Notre garnison, lui écrit-il, est très faible et composée de jeunes conscrits. La garde nationale est organisée provisoirement ainsi qu’il suit : une compagnie d’artillerie de 32 hommes ; une compagnie de pompiers de 50 hommes ; le surplus des hommes forme quatre compagnies de fusiliers de 400 hommes, ce qui fait, avec les canonniers et pompiers, environ 500 hommes. Nous sommes donc livrés et abandonnés à nous-mêmes, avec très peu de moyens : nonobstant, nous ferons, tous, notre devoir.


Un fort détachement d’infanterie, de cavalerie et d’artillerie ainsi que la gendarmerie du canton furent envoyés en hâte dans la place, qui se trouva, de ce fait, à peu près en état de soutenir un siège.
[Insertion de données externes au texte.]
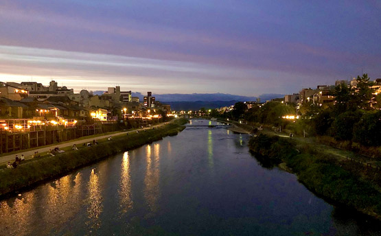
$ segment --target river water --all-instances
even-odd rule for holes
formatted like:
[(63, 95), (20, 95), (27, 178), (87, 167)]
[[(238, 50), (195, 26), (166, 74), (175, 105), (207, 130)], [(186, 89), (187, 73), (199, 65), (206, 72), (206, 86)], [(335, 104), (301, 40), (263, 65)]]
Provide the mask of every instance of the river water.
[(221, 125), (192, 120), (177, 136), (1, 200), (0, 235), (381, 235), (378, 222), (263, 167), (247, 134), (199, 127), (209, 124)]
L’armée ennemie qui s’avançait était sous les ordres du général von Biberstein. Sarrelouis fut investie et bombardée ; la garnison se défendit courageusement, fit des sorties nombreuses, surprenant les postes, harcelant l’ennemi qui occupait les faubourgs, lui enlevant des convois de vivres et de munitions.

Le courrier de Metz ayant suivi la retraite de la colonne du général Durutte, avait quitté Sarrelouis pour la dernière fois le 10 janvier. Quel ne fut pas l’étonnement de la population assiégée, lorsque, le matin du 12 avril, elle apprit que le courrier était revenu et qu’avec l’autorisation des Prussiens il venait, dans la nuit, de rentrer dans la ville ! Il apportait la nouvelle que Napoléon avait abdiqué à Fontainebleau et que la paix était signée entre les Alliés et le roi de France Louis XVIII. Le vendredi, 15 avril, le commandant de la place, ayant reçu de Paris des ordres formels du ministre de la Guerre, eut, hors les murs, une entrevue avec le général von Biberstein.